Tout démarre pourtant très fort chez Luis Francesco Arena. Le quatrième album de Pierre Louis et ses deux musiciens (sans oublier une ribambelle d’overdubs certes bien sentis, mais qui font redouter leur manière d’aborder ce mur du son en concert sans avoir recours aux artifices) commence avec une chanson magnifique, Ninety days. Si tout Stars and Stones pouvait être aussi subtil, je la fermerais volontiers.

Malheureusement, je m’enfonce dans chaque écoute du disque en y redoutant entre deux moments de grâce le prochain plan lourdaud, à commencer par les passages où le chant se fait chuchotement hystérique. L’abondance de valses, de rythmes lents, d’ampleur grassouillette induisent chez Luis Francesco Arena une emphase qui finit par peser.
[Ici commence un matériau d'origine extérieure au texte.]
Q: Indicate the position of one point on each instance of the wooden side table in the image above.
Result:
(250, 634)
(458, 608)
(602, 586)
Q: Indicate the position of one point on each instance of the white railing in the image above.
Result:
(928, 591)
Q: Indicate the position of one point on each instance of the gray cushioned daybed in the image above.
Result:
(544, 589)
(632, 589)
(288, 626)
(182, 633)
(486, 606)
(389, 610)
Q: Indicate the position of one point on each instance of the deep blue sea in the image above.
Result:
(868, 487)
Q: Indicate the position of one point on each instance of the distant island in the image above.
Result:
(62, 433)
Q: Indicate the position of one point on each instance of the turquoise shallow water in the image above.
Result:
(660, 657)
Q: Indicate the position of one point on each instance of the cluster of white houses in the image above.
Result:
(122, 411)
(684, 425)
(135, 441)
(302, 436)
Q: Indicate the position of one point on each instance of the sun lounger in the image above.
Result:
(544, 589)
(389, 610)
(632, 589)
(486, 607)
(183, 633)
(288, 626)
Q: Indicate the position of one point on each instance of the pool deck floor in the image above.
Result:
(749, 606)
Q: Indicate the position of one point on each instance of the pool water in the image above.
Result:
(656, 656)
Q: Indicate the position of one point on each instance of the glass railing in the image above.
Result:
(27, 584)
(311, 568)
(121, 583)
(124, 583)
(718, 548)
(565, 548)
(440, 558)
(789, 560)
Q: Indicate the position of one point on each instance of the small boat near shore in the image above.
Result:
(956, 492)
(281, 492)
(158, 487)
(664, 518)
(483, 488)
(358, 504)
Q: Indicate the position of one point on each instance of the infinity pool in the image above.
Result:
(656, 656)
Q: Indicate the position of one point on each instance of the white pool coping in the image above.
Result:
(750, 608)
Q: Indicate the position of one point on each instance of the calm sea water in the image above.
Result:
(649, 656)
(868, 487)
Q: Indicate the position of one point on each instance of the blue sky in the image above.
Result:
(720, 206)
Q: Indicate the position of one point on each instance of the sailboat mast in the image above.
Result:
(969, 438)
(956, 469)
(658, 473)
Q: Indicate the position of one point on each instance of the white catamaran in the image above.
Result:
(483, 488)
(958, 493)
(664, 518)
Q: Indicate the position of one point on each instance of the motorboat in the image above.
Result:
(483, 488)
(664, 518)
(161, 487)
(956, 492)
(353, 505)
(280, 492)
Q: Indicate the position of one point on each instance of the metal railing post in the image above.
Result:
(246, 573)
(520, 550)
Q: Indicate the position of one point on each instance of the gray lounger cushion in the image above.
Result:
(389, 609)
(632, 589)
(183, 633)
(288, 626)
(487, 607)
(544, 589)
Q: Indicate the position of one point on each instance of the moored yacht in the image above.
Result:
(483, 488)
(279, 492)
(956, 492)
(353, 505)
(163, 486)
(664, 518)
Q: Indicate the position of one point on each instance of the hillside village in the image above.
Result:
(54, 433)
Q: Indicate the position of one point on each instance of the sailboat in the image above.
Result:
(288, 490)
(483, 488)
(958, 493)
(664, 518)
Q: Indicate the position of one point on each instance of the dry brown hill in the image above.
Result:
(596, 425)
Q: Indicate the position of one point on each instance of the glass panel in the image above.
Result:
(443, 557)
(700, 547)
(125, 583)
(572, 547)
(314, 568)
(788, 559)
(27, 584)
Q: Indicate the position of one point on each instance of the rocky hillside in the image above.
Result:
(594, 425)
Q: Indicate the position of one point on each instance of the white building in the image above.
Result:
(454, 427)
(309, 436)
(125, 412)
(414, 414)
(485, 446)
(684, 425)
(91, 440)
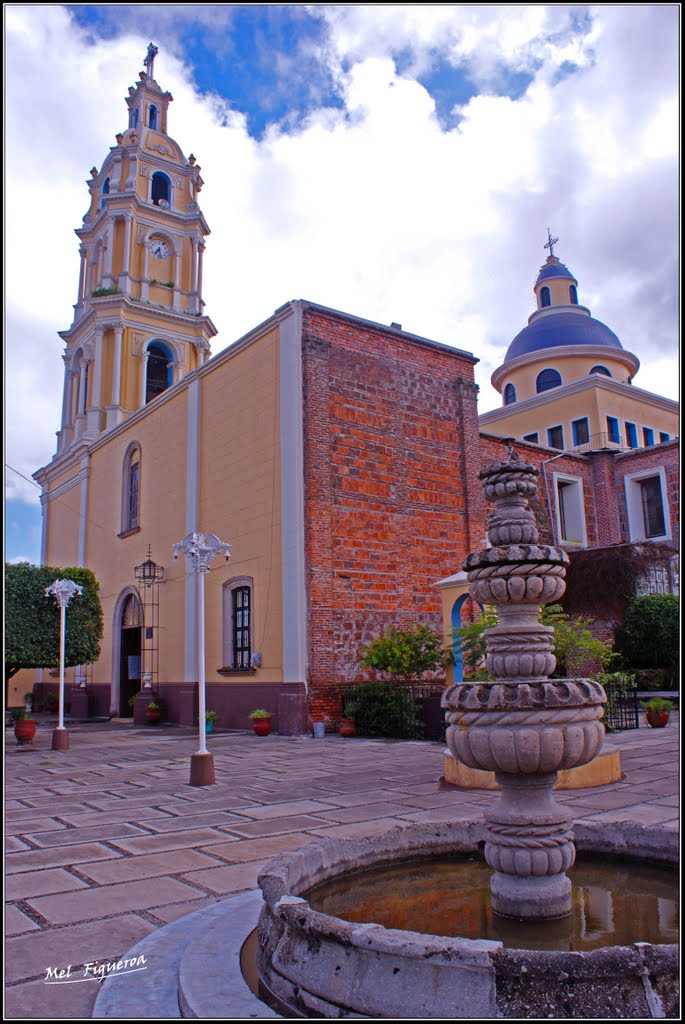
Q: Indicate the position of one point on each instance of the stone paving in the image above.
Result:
(108, 842)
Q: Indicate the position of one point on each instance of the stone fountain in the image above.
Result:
(523, 726)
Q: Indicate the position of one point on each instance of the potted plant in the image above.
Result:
(153, 713)
(348, 720)
(657, 711)
(25, 725)
(261, 721)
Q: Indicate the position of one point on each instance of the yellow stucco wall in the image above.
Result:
(240, 500)
(571, 368)
(241, 495)
(553, 410)
(162, 440)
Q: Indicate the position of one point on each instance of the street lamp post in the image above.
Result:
(202, 550)
(62, 591)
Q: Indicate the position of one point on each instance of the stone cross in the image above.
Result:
(550, 244)
(150, 60)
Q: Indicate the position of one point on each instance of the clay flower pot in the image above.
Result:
(261, 726)
(25, 730)
(153, 714)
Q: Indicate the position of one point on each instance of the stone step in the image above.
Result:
(191, 970)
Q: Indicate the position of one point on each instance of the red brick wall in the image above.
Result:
(640, 460)
(390, 451)
(495, 450)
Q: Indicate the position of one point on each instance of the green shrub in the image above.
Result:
(650, 635)
(385, 710)
(404, 654)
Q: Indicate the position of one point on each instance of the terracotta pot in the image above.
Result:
(261, 726)
(25, 730)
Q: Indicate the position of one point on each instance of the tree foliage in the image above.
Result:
(32, 620)
(575, 648)
(650, 636)
(403, 654)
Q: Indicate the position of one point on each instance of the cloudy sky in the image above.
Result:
(397, 162)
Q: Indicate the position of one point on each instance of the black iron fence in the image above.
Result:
(621, 710)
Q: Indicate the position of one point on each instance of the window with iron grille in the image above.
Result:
(242, 612)
(238, 624)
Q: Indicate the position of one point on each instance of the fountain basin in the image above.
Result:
(315, 965)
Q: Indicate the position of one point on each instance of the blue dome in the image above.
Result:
(554, 270)
(556, 330)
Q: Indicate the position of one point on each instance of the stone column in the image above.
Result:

Malgré toute la qualité des musiciens, qui interprètent les chansons avec une ferveur enthousiasmante, je trouve souvent la voix poussive, voire au bord du kitsch, au sens d’imitation du réel.
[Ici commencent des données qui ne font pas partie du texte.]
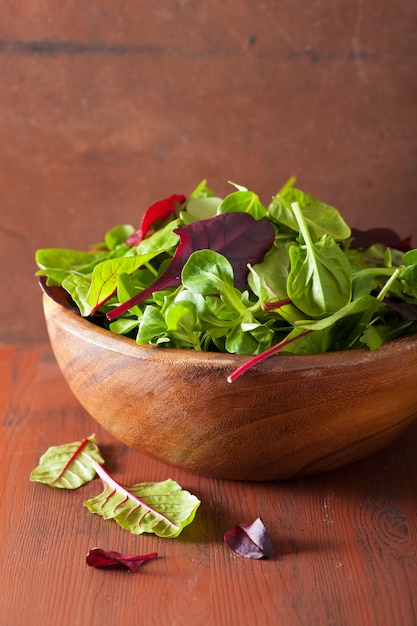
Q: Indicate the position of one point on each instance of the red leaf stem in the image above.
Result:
(82, 445)
(160, 210)
(264, 355)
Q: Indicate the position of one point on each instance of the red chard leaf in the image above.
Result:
(97, 557)
(160, 210)
(237, 236)
(250, 540)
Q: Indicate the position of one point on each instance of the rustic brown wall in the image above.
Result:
(106, 106)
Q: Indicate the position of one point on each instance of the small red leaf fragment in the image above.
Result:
(250, 540)
(97, 557)
(160, 210)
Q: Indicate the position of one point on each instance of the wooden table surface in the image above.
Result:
(345, 543)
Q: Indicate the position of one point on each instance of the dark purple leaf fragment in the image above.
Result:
(238, 236)
(385, 236)
(250, 540)
(97, 557)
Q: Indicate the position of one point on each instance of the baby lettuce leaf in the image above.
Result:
(320, 217)
(105, 276)
(238, 236)
(250, 540)
(319, 281)
(161, 508)
(70, 465)
(160, 210)
(243, 201)
(97, 557)
(386, 236)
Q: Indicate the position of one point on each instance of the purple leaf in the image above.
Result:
(97, 557)
(158, 211)
(238, 236)
(250, 540)
(385, 236)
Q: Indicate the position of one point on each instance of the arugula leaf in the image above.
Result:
(161, 508)
(70, 465)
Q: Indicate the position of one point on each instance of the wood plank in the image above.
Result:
(345, 543)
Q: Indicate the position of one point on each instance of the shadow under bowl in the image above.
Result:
(289, 416)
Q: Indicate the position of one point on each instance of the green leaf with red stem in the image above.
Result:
(161, 508)
(68, 466)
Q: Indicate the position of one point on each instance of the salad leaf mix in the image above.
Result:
(232, 275)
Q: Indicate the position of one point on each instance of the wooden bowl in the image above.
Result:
(289, 416)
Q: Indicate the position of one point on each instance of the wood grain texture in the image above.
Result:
(106, 107)
(345, 542)
(289, 416)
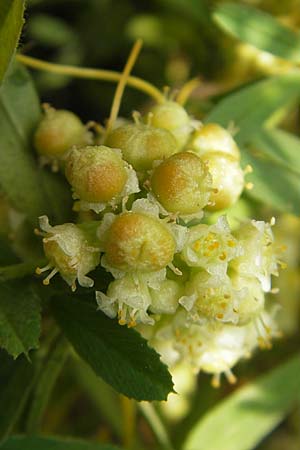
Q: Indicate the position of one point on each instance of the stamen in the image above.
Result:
(136, 115)
(249, 186)
(216, 380)
(248, 169)
(150, 118)
(174, 269)
(231, 378)
(46, 281)
(40, 270)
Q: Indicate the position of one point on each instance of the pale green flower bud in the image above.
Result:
(142, 144)
(58, 131)
(71, 250)
(182, 184)
(173, 117)
(211, 138)
(227, 180)
(259, 258)
(99, 177)
(138, 240)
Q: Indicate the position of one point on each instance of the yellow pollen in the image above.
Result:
(223, 256)
(231, 243)
(249, 186)
(214, 246)
(197, 245)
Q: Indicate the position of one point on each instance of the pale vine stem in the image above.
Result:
(121, 85)
(92, 74)
(128, 408)
(156, 423)
(187, 89)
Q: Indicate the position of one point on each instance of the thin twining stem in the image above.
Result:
(121, 85)
(92, 74)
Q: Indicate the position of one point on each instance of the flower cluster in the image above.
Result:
(195, 290)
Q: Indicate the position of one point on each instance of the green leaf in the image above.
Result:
(11, 22)
(280, 146)
(118, 354)
(51, 443)
(250, 107)
(16, 378)
(7, 255)
(273, 184)
(259, 29)
(241, 421)
(31, 190)
(19, 318)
Ce qui manque parfois, à mon goût, à l’album de Luis Francesco Arena est exactement ce qui sauve celui de Julien Pras : le naturel. Le bout d’enfance qu’il a passé aux États-Unis fait-il la différence ? En tout cas son accent est admirable, tout comme les récits touchants et évocateurs de ce garçon à qui on ne la fait pas (il est aussi le leader de Calc), mais qui conserve une contagieuse faculté à l’émerveillement.
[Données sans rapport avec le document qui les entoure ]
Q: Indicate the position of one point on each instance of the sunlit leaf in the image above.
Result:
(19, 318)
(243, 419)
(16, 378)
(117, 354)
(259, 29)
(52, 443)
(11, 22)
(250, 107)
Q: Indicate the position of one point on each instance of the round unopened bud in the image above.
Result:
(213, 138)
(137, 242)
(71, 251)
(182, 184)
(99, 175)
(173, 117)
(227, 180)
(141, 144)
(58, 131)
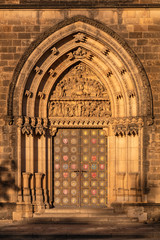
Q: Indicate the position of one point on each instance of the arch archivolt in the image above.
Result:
(111, 65)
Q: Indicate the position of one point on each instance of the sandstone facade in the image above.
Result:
(37, 46)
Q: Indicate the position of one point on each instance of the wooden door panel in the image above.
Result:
(80, 168)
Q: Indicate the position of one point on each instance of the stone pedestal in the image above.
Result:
(24, 209)
(39, 206)
(26, 189)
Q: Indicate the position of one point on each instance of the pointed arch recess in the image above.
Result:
(109, 56)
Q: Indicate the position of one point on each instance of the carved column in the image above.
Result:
(19, 149)
(26, 189)
(39, 192)
(120, 186)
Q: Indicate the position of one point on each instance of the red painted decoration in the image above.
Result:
(65, 158)
(93, 191)
(65, 174)
(73, 166)
(94, 174)
(93, 140)
(102, 166)
(57, 166)
(85, 166)
(94, 158)
(65, 191)
(65, 140)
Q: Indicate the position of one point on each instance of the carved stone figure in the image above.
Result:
(79, 94)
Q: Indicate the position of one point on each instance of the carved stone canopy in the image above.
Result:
(79, 94)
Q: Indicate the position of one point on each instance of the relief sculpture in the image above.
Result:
(79, 94)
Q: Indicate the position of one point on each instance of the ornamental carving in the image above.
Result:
(80, 53)
(79, 94)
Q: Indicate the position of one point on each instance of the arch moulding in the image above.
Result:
(80, 74)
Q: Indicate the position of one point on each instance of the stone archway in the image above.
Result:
(123, 107)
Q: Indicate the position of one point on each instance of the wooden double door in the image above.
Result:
(80, 168)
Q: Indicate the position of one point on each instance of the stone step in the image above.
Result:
(79, 215)
(83, 220)
(81, 210)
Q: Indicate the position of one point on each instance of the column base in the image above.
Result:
(23, 211)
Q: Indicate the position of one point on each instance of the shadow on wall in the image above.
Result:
(7, 182)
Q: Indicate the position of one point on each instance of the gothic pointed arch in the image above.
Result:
(80, 38)
(80, 75)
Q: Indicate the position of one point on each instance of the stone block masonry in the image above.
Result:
(19, 28)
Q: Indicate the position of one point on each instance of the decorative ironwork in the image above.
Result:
(80, 168)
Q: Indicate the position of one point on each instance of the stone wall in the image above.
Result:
(141, 30)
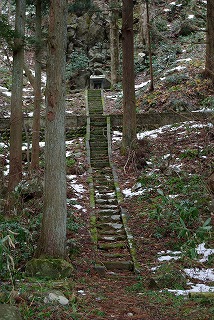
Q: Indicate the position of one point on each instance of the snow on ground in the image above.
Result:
(203, 274)
(181, 129)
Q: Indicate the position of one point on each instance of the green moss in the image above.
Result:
(49, 268)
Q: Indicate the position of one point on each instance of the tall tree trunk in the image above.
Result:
(149, 48)
(37, 89)
(15, 173)
(209, 64)
(143, 32)
(129, 109)
(114, 41)
(53, 232)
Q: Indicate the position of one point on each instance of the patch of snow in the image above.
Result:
(143, 84)
(200, 274)
(82, 292)
(42, 144)
(200, 287)
(178, 68)
(201, 250)
(184, 60)
(167, 258)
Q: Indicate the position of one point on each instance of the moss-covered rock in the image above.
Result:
(49, 268)
(168, 276)
(8, 312)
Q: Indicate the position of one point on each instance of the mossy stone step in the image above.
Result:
(106, 201)
(111, 237)
(109, 232)
(99, 164)
(119, 265)
(109, 211)
(97, 123)
(99, 152)
(115, 245)
(109, 218)
(110, 227)
(96, 141)
(104, 207)
(116, 255)
(104, 182)
(106, 195)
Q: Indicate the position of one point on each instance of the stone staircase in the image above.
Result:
(111, 238)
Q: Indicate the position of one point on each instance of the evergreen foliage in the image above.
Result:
(81, 7)
(6, 32)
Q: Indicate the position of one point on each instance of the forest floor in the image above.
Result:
(166, 195)
(165, 190)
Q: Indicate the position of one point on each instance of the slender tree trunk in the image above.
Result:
(29, 75)
(114, 41)
(129, 109)
(15, 173)
(209, 64)
(149, 48)
(53, 232)
(143, 32)
(37, 90)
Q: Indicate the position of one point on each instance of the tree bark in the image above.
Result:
(114, 41)
(209, 64)
(129, 109)
(37, 89)
(53, 231)
(15, 172)
(143, 32)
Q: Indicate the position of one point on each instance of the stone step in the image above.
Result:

Aux écueils joseph-arthuresques (héroïsme, auto-érotisme) que j’ai entendus quelquefois chez Luis Francesco Arena, je préfère inconditionnellement la référence parfois ultra disciplinée de Julien Pras à Elliott Smith. Les salutaires touches de psychédélisme (beaux claviers, effets qui tuent) y sont bienvenues.

Les écoutes répétées effeuillent Shady Hollow Circus et en révèlent la moelle impressionnante. Julien Pras n’est pas là pour la pose, il a réellement quelque chose à dire. Le langage qu’il utilise est vieux comme le monde, comme la souffrance, comme la pop music. Mais ce n’est pas une tare, au contraire : quand un travail si abouti donne une telle impression de légèreté, de facilité, c’est le signe qu’on est devant un grand représentant de la discipline.